旭光 誓一(きょくひかり せいいち、1976年7月6日 - )は、愛媛県松山市出身で大島部屋(引退時は友綱部屋)に所属していた元大相撲力士。本名は本田 誓一(ほんだ せいいち)。身長179cm、体重198kg、血液型はB型。得意手は押し、なまくら四つ、寄り。最高位は東幕下35枚目(2001年5月場所)。
略歴
地元松山市の中学校に通っていた頃から既に体重130kgを超えていたことで大島部屋関係者の目に留まり、大島親方(元大関・旭國)が実家までスカウトに来たことを受けて大島部屋に入門、1992年3月場所で初土俵を踏んだ。当初の四股名は本名と同じ「本田」。同場所では史上最多の新弟子検査受験者数(151名)を記録し、同期生は同部屋の旭天鵬、旭鷲山の他、若の里、隆乃若、智乃花、朝乃翔、隆の鶴、春ノ山、駿傑、出羽乃富士、舞風、一の谷らがいる。この場所は前相撲を取って1番出世とし、当時の部屋付・旭富士親方(第63代横綱)の化粧回しを借りて新序出世披露を受けた。

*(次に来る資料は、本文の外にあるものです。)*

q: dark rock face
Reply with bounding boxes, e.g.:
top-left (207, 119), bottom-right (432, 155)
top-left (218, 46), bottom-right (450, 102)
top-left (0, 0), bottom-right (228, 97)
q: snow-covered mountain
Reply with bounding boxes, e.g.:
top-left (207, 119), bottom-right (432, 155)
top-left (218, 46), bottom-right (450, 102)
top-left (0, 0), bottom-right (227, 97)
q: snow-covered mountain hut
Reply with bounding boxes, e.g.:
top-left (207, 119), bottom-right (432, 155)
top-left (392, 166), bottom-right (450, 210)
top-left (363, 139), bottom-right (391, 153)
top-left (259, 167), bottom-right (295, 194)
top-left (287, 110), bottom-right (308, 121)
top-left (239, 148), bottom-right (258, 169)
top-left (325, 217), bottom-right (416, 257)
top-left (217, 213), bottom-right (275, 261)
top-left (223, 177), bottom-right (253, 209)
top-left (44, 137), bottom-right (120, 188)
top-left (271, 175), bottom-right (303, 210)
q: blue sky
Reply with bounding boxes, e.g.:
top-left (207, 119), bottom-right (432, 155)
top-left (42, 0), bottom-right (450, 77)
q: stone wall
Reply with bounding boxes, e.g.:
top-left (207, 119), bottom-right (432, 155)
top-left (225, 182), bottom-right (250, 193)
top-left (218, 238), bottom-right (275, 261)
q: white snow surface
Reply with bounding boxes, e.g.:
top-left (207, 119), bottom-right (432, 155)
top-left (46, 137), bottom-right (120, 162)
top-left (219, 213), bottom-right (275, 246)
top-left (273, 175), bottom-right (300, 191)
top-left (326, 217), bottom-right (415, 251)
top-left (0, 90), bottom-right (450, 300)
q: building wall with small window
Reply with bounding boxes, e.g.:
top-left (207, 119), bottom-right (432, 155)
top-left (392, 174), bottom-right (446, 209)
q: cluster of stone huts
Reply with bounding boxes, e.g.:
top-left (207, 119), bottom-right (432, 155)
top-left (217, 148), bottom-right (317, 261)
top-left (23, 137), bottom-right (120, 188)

序ノ口は1場所で、序二段は7場所で通過と順調に出世を続け、1993年9月場所では三段目に昇進した。この場所は負け越し、翌場所からまた序二段の土俵が続いた。1994年5月場所で「旭光」の四股名に改名、1995年3月場所で三段目に復帰すると、以降は三段目に定着していた。しかし、1996年1月場所の1番相撲で負傷して途中休場すると、怪我の回復が遅れて翌3月場所は全休となり、土俵復帰した同年5月場所は序二段の下位まで落ちていた。しかし5勝2敗、6勝1敗と2場所続けて勝ち越して同年9月場所で三段目に復帰すると、その場所も6勝1敗の好成績で翌11月場所で三段目中位に復帰。その後は1997年5月場所で一度序二段へ落ちたが、1場所で三段目に復帰し、同年7月場所は5番相撲で旭富士改め安治川親方の弟子である安美錦に敗れただけの6勝1敗。この時期には増量が相撲に好影響を及ぼし始め、1998年5月場所で初めて幕下に昇進したが1場所で三段目に陥落。1999年9月場所は7戦全勝として三段目の優勝決定戦に進出したが、栃栄に敗れて三段目優勝はならなかった。

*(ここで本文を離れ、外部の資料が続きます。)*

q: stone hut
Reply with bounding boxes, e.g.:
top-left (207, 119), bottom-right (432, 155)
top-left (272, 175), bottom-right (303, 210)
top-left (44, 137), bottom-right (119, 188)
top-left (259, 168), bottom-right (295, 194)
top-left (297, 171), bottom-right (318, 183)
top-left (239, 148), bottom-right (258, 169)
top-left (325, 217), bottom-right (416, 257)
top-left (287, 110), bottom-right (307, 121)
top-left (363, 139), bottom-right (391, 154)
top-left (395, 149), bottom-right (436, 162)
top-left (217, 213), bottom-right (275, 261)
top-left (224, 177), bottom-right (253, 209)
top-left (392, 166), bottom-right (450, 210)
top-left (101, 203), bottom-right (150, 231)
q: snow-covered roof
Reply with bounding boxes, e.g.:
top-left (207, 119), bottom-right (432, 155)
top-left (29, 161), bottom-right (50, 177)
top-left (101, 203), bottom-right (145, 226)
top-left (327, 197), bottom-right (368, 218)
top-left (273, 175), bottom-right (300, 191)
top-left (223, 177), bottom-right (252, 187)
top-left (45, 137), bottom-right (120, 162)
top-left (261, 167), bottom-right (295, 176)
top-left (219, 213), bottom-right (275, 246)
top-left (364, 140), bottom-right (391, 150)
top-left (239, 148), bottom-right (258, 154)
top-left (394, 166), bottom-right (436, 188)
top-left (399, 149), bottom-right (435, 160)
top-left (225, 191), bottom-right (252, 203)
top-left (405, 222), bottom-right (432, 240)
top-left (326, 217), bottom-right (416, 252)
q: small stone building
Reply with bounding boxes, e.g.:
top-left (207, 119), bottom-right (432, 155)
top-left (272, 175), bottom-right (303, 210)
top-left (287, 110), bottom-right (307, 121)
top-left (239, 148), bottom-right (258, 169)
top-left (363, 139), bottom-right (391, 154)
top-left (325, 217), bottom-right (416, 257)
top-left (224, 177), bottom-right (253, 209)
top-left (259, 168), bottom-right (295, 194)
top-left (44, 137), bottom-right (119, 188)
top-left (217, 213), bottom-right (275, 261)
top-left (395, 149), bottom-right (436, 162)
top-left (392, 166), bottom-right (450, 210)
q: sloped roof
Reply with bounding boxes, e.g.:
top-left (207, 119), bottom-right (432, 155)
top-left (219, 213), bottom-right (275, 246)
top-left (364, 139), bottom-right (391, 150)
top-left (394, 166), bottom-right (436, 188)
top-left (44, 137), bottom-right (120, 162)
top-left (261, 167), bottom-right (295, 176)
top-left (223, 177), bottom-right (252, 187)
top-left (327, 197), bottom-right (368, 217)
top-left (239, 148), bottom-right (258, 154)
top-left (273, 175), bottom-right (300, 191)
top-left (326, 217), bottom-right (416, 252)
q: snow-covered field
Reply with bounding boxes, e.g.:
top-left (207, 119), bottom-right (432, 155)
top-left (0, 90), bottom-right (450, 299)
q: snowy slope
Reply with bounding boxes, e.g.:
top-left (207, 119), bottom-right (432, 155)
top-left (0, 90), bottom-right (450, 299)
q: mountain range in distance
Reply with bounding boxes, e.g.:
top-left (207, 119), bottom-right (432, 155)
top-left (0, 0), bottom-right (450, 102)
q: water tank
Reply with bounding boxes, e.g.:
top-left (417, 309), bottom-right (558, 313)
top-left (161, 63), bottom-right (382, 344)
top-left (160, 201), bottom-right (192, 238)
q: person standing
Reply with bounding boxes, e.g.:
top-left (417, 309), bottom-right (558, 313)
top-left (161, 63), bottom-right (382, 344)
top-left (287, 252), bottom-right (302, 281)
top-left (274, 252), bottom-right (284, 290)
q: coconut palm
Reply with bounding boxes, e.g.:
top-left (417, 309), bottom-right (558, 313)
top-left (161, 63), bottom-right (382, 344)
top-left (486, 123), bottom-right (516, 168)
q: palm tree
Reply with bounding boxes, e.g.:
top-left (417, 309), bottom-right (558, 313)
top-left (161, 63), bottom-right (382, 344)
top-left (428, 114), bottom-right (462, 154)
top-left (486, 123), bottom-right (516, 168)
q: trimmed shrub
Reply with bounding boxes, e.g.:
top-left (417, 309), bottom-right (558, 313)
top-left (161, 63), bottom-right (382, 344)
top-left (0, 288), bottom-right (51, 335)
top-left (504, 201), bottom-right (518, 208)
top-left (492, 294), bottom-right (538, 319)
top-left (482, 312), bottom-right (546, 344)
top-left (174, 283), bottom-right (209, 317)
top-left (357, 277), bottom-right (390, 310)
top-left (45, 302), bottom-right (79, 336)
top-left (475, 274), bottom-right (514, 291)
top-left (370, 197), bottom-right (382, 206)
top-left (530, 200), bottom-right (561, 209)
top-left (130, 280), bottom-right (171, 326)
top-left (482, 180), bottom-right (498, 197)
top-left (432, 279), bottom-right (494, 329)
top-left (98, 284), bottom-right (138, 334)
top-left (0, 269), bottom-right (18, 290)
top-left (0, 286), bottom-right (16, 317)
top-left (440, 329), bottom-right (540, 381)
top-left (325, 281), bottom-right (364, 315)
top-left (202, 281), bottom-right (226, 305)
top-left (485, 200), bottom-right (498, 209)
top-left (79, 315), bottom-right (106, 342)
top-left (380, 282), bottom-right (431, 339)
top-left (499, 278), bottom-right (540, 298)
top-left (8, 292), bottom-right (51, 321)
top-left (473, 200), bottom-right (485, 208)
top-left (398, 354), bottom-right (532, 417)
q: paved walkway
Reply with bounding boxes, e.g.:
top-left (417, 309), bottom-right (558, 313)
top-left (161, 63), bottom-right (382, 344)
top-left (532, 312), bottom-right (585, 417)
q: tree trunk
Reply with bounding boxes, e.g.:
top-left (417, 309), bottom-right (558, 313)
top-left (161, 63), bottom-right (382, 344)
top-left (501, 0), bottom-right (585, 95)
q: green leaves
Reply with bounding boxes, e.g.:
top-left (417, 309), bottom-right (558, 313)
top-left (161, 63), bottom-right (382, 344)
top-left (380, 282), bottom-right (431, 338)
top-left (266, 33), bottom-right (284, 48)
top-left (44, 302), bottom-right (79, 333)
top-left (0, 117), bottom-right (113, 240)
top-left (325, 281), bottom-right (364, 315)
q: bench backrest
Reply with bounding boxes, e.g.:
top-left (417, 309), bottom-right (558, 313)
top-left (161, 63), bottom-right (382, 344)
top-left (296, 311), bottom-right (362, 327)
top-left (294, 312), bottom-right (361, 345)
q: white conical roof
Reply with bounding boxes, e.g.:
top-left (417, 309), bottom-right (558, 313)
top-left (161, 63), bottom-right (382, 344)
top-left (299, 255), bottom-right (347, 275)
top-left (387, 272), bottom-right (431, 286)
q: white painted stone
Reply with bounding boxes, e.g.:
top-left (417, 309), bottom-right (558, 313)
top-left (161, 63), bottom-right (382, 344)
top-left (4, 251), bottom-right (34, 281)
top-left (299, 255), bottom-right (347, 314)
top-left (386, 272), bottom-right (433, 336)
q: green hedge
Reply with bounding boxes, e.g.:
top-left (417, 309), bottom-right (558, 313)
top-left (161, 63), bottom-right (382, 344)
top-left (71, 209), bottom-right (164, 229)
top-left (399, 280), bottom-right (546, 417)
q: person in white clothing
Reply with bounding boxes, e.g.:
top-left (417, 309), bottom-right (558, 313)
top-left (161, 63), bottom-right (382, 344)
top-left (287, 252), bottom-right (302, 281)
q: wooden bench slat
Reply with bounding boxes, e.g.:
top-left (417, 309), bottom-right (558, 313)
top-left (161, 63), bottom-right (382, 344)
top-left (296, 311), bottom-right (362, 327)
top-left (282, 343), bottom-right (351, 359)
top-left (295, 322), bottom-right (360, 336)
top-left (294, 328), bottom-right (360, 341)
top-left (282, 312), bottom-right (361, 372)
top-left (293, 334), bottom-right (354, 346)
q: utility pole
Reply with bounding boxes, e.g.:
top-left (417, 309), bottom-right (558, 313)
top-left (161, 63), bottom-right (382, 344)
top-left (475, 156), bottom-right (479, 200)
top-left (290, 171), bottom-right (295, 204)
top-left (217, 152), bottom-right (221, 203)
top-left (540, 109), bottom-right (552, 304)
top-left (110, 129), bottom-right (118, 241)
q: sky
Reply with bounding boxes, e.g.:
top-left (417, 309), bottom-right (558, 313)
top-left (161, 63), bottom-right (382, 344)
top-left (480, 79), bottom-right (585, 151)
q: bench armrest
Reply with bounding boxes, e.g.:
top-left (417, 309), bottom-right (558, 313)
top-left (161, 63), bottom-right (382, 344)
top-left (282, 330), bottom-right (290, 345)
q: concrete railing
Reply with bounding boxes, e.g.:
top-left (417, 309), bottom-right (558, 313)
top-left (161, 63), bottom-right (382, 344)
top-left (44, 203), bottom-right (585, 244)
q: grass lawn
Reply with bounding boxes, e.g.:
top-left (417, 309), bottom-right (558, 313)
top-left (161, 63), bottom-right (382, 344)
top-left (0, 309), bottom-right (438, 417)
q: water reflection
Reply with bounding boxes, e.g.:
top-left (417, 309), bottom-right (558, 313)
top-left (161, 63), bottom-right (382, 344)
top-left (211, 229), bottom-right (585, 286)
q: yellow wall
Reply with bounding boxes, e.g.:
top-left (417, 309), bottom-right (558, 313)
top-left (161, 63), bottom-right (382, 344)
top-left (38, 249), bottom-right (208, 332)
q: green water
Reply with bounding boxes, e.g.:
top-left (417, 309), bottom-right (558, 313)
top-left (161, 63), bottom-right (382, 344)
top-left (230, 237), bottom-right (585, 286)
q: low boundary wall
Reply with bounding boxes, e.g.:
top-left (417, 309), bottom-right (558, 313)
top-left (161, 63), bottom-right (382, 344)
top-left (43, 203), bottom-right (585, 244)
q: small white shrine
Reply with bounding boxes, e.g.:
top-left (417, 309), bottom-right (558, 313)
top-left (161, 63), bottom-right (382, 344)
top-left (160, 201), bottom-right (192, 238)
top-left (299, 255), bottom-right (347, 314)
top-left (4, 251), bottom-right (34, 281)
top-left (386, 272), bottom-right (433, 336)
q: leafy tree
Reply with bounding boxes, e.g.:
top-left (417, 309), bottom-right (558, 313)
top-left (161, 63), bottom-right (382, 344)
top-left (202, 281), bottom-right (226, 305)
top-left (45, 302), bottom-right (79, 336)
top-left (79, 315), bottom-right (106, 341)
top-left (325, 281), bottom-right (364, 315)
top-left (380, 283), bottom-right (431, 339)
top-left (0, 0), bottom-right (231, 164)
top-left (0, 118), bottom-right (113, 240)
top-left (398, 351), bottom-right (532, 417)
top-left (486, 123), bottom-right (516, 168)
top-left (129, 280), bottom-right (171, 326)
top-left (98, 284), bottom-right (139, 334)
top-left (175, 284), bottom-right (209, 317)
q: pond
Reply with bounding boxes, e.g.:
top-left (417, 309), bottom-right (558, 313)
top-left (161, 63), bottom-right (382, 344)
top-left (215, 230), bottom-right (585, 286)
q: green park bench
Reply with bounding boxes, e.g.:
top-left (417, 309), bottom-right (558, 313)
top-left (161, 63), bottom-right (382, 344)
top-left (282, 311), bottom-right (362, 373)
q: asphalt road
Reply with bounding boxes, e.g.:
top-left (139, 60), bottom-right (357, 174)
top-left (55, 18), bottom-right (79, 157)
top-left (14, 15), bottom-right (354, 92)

同年11月場所で2度目の幕下昇進を決め、4度目の幕下昇進を決めた翌場所の2001年5月場所では自己最高位の東幕下35枚目に昇進したが2勝5敗と負け越し、以降この地位を更新することはなかった。2003年11月場所には6勝1敗の好成績で5回目の幕下復帰を決め、翌2004年1月場所は西幕下39枚目まで躍進したが、2場所連続で負け越して三段目へ陥落。以降、過剰な増量が相撲内容に悪影響を及ぼし始めたこともあり、幕下に在位することはなかった。

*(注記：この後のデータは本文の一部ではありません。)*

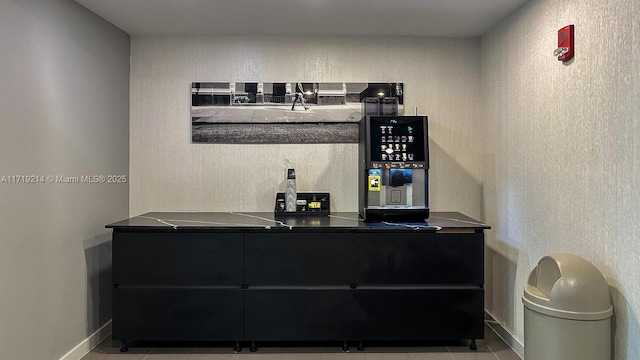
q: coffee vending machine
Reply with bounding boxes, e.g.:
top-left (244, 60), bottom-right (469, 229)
top-left (358, 116), bottom-right (429, 222)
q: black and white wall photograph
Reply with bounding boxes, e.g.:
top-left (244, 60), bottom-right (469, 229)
top-left (191, 81), bottom-right (404, 143)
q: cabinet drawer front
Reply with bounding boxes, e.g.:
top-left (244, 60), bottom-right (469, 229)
top-left (245, 232), bottom-right (353, 286)
top-left (113, 288), bottom-right (243, 341)
top-left (354, 289), bottom-right (484, 340)
top-left (113, 232), bottom-right (244, 286)
top-left (354, 233), bottom-right (484, 285)
top-left (245, 290), bottom-right (353, 341)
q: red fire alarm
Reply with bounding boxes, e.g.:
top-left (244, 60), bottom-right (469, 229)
top-left (553, 25), bottom-right (574, 61)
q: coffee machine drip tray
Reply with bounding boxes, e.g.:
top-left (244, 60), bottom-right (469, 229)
top-left (364, 206), bottom-right (429, 222)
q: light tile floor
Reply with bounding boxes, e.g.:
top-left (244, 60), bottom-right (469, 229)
top-left (82, 326), bottom-right (521, 360)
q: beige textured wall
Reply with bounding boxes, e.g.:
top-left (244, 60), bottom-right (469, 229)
top-left (480, 0), bottom-right (640, 360)
top-left (130, 36), bottom-right (481, 217)
top-left (0, 0), bottom-right (129, 360)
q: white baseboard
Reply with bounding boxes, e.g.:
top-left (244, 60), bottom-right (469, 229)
top-left (60, 320), bottom-right (111, 360)
top-left (484, 309), bottom-right (524, 359)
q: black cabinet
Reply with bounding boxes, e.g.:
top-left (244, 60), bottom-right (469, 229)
top-left (112, 231), bottom-right (244, 286)
top-left (354, 287), bottom-right (484, 340)
top-left (108, 213), bottom-right (488, 349)
top-left (245, 231), bottom-right (353, 286)
top-left (245, 286), bottom-right (353, 341)
top-left (354, 232), bottom-right (484, 286)
top-left (113, 288), bottom-right (244, 341)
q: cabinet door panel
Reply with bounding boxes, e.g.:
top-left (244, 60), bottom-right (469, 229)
top-left (354, 233), bottom-right (484, 285)
top-left (113, 288), bottom-right (243, 341)
top-left (113, 232), bottom-right (244, 286)
top-left (245, 290), bottom-right (353, 341)
top-left (245, 232), bottom-right (353, 286)
top-left (354, 289), bottom-right (484, 340)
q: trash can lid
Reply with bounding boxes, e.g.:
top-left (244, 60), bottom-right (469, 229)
top-left (522, 253), bottom-right (613, 320)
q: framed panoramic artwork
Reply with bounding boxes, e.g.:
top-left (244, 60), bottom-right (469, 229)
top-left (191, 82), bottom-right (404, 144)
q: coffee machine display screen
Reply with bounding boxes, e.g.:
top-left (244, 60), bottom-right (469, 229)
top-left (368, 116), bottom-right (428, 168)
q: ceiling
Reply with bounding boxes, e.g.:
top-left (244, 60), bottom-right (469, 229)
top-left (76, 0), bottom-right (528, 37)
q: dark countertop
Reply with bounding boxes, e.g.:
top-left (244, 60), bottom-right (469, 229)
top-left (105, 212), bottom-right (491, 231)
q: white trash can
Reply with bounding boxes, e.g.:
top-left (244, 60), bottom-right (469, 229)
top-left (522, 253), bottom-right (613, 360)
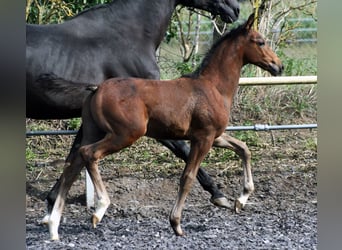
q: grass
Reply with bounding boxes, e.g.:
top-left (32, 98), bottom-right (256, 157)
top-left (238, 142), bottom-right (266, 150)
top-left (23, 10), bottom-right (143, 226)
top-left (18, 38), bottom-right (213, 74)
top-left (26, 0), bottom-right (317, 170)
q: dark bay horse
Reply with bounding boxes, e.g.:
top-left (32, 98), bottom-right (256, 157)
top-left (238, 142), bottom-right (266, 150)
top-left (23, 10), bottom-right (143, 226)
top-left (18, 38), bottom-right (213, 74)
top-left (26, 0), bottom-right (239, 213)
top-left (48, 14), bottom-right (283, 240)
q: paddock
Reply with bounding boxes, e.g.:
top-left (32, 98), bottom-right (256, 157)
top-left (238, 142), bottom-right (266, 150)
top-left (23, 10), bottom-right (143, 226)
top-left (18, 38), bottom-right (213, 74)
top-left (26, 129), bottom-right (317, 249)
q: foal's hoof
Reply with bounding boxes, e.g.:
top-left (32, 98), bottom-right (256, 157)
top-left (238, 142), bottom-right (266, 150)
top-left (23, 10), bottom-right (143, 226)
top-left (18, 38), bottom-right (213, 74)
top-left (40, 214), bottom-right (50, 225)
top-left (234, 200), bottom-right (244, 214)
top-left (91, 214), bottom-right (100, 228)
top-left (210, 197), bottom-right (229, 208)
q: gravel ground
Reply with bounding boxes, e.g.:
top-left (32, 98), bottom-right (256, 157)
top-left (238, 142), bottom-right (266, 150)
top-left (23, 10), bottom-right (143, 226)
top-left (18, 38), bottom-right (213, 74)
top-left (26, 133), bottom-right (317, 249)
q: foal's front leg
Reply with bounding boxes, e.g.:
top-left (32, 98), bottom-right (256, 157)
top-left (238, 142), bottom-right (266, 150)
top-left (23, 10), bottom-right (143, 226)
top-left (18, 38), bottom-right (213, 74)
top-left (158, 140), bottom-right (229, 208)
top-left (213, 134), bottom-right (254, 213)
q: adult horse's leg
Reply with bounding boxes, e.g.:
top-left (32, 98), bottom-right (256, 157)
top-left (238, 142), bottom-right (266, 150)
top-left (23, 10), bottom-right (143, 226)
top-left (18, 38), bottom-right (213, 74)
top-left (158, 140), bottom-right (229, 208)
top-left (170, 136), bottom-right (214, 236)
top-left (42, 125), bottom-right (83, 224)
top-left (47, 154), bottom-right (84, 240)
top-left (213, 134), bottom-right (254, 213)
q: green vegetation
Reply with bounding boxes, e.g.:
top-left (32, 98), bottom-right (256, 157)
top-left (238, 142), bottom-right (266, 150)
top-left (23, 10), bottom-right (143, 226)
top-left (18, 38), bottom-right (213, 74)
top-left (26, 0), bottom-right (317, 168)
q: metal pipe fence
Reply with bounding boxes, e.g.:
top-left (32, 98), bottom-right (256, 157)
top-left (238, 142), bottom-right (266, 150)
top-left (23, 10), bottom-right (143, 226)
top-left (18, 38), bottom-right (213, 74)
top-left (26, 76), bottom-right (317, 137)
top-left (26, 76), bottom-right (317, 208)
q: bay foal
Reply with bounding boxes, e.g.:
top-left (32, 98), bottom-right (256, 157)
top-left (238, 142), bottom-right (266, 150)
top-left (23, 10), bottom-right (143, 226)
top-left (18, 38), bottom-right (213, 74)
top-left (48, 14), bottom-right (283, 240)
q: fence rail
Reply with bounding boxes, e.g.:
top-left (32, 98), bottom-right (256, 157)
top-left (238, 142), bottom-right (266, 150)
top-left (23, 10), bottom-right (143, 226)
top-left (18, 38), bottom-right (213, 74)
top-left (26, 76), bottom-right (317, 137)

2009年3月場所では東三段目77枚目で2勝5敗と負け越し、翌5月場所は1997年5月場所以来12年振りの序二段降格を余儀なくされた。以降、年齢的な衰えが顕著となったり、故障とそれに伴う休場も増えたりして、番付も三段目と序二段を往復するようになる。2012年3月場所後に師匠大島親方が停年退職を迎え、師匠不在となる大島部屋は閉鎖されることになったため、大島部屋に所属する力士・行司らは旭光を含めて全員友綱部屋(関脇・魁輝)に移籍することになった。
移籍1場所目の同年5月場所は東序二段77枚目で迎え、6番相撲を終わって5勝1敗の好成績であったが、7番相撲で序ノ口優勝のかかる大砂嵐(6戦全勝)と星違い対戦が組まれ、マスメディアの注目を集めている15歳年下の相手との対戦に完敗してしまった。以降、同場所を含め3場所連続で勝ち越し、2012年9月場所では東序二段2枚目で4勝3敗、翌11月場所の7回目の三段目昇進を決めた。翌11月場所では1勝6敗と大敗し、翌2013年1月場所で序二段に降格。以降、三段目に在位することはなかった。
2015年7月場所後に旭天鵬、若の里が引退したことにより、1992年3月場所初土俵の力士の中で最後の現役力士となった。また引退直前の時点では、昭和初土俵の唯一の力士である華吹に次ぐ古参の現役力士となっていた。
2017年7月場所では西序二段100枚目で3勝4敗と負け越し、翌9月場所では初土俵直後(1992年5月場所)以来152場所ぶりに序ノ口に降格、同場所では勝ち越し、即座に序二段に復帰して以降は序ノ口に降格することはなかった。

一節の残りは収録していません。